By David Eggert, Associated Press

LANSING (AP) - A major data center developer said it will expand into Michigan after securing tax breaks approved late Tuesday by lawmakers and that are expected to be signed into law.

The legislation exempts Nevada-based Switch and its "co-located" clients from paying sales or use taxes on servers, computers and other equipment for 20 years at a planned mega-data center campus near Grand Rapids. The tax incentives also will be available to about 40 existing Internet data centers in Michigan.

The data center industry, as a whole, must add 400 jobs by 2022 and a total of 1,000 jobs by 2026 for the tax exemptions to continue under amended bills passed 61-46 in the House and 26-12 in the Senate at the end of lengthy sessions.

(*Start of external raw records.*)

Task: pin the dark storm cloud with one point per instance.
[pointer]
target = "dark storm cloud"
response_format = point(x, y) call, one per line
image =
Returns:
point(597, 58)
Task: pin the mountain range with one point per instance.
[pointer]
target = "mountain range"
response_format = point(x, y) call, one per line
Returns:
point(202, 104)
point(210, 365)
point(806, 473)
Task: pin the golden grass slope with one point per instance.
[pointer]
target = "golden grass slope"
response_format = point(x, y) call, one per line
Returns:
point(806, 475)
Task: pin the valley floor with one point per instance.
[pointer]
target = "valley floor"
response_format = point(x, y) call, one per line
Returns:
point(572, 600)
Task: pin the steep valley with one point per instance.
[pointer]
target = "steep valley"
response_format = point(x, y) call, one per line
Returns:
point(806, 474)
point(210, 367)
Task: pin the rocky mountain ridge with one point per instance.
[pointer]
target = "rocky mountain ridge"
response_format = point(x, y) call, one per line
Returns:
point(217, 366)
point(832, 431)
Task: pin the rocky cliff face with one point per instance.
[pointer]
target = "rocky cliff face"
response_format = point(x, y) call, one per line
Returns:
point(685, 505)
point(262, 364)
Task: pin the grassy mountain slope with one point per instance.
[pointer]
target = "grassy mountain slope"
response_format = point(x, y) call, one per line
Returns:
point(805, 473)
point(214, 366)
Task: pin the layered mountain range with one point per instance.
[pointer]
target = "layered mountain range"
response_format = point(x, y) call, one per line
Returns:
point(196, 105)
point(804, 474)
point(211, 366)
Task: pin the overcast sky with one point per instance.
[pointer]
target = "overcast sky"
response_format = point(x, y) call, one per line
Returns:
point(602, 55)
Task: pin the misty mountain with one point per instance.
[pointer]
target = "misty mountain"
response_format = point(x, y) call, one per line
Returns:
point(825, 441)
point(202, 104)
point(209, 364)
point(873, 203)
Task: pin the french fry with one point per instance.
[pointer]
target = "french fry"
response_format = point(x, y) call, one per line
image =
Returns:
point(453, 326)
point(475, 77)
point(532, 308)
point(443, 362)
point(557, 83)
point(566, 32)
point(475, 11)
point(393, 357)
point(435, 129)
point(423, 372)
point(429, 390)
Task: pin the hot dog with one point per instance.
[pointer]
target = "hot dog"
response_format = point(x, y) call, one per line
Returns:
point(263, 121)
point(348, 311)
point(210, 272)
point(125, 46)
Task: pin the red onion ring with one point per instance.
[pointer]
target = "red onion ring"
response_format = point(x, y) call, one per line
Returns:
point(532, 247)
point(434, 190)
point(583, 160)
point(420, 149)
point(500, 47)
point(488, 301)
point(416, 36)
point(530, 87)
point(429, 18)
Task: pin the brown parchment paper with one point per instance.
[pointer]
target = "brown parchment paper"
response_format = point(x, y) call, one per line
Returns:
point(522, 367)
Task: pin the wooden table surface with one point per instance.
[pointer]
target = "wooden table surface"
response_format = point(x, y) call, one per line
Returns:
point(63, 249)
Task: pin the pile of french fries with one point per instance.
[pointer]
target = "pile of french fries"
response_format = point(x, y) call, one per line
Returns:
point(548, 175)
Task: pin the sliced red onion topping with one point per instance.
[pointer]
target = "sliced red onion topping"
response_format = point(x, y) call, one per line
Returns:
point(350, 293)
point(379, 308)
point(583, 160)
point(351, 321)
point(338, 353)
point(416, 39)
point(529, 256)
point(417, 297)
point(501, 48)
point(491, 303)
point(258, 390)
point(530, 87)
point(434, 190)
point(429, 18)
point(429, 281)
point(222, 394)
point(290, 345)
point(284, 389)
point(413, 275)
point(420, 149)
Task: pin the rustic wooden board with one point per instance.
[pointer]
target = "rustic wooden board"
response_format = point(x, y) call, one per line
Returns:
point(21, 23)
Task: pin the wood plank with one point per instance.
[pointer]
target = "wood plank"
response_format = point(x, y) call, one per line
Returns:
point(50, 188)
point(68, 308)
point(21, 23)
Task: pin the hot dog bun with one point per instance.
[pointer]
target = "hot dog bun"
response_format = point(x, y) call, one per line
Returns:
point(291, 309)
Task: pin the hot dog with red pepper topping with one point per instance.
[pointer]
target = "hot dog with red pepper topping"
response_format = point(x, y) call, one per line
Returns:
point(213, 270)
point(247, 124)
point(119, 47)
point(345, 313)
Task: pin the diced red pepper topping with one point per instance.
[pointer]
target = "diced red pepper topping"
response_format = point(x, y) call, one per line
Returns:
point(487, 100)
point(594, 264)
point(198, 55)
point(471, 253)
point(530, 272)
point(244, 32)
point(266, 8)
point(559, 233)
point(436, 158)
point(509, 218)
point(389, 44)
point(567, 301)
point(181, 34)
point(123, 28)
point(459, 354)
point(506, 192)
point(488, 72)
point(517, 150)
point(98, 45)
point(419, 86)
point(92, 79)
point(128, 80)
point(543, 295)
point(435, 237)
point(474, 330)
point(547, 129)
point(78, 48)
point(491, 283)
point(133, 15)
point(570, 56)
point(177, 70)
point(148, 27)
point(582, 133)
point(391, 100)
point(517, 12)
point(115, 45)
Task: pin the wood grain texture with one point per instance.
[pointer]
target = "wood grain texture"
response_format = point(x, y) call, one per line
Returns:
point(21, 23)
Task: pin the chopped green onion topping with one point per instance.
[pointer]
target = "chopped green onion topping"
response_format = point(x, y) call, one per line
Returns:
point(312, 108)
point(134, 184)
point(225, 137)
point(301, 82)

Switch, which has more than 8 million square feet of data centers in Las Vegas and Reno, will make Michigan the site of its first facility in the eastern United States. The company in November announced plans to build a 2 million-square-foot "Supernap" campus in Gaines Township contingent on approval of tax breaks it were needed to even the playing field with 22 other states.

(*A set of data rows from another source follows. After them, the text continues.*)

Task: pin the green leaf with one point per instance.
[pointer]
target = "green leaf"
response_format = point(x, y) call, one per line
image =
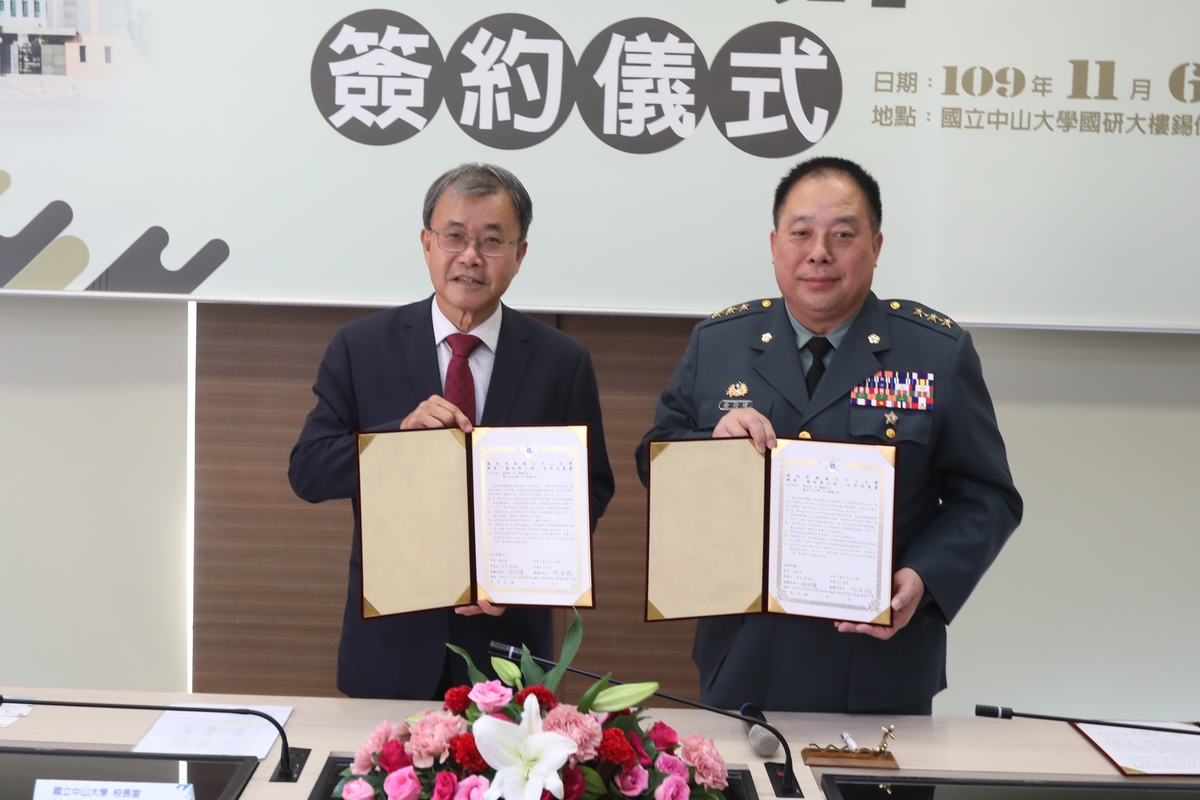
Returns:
point(627, 696)
point(472, 672)
point(533, 674)
point(585, 703)
point(570, 647)
point(507, 672)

Switch said construction planning and work will begin immediately. The data center, which is to be based in a pyramid-shaped building that once housed officer furniture maker Steelcase's research facility, will be operational by the end of 2016.

"We look forward to working in partnership with Michigan to attract the largest companies in the world to the Switch ecosystem here in the Great Lakes State," Adam Kramer, Switch's executive vice president of strategy, said in a statement.

Switch's 1,000 clients include eBay, Google and Amazon. The demand for data centers, especially large ones, is being fueled by cloud computing and an increasing reliance on outside firms to provide computer infrastructure for businesses because of cost, security and other reasons.

"There's nothing certain in this world except that data is growing faster than anything on the planet," said Rep. Jim Townsend, D-Royal Oak.

Rep. Rob VerHeulen, R-Walker, said Michigan "has a unique opportunity to compete for high-tech, well-paying jobs in an emerging industry."

Opponents said the legislation unfairly favors data centers at the expense of other companies. They said it flies in the face of Michigan's recent elimination of film industry tax incentives, and they noted how the state faced budget problems this year due to billions of dollars in business tax credits that were awarded under a former economic development program.

"To pick and choose the property that is exempt is to leave every other taxpayer, every other loyal taxpayer, without the political muscle to extract an exemption for themselves to wonder who is representing them and why they must carry the cost of government," said Rep. Earl Poleski, R-Jackson.

He said to support the bills is to acknowledge that majority Republicans' passage in the past five years of a corporate income tax overhaul, reduced equipment taxes, right-to-work laws and other business-friendly policies is "inadequate."

"We owe greater diligence to our Michigan taxpayers and we should have greater confidence in the cards we hold not to fold at the first raise," Poleski said.

Switch estimates the campus will employ at least 1,000 workers and spend $5 billion over 10 years. The minimum starting wage is $15 an hour plus benefits. Most jobs pay between $60,000 and $200,000.

The nonpartisan House Fiscal Agency projects a $13 million annual loss in revenue from current data centers, not including any co-located businesses that also will qualify for the preferential tax treatment and the possibility that existing companies will spin off their data departments into subsidiaries in an attempt to obtain the tax breaks.

In the House, 32 Republicans and 29 Democrats backed the bills while 28 Republicans and 17 Democrats opposed them. In the Senate, 21 Republicans and five Democrats voted yes, and six from each party voted no.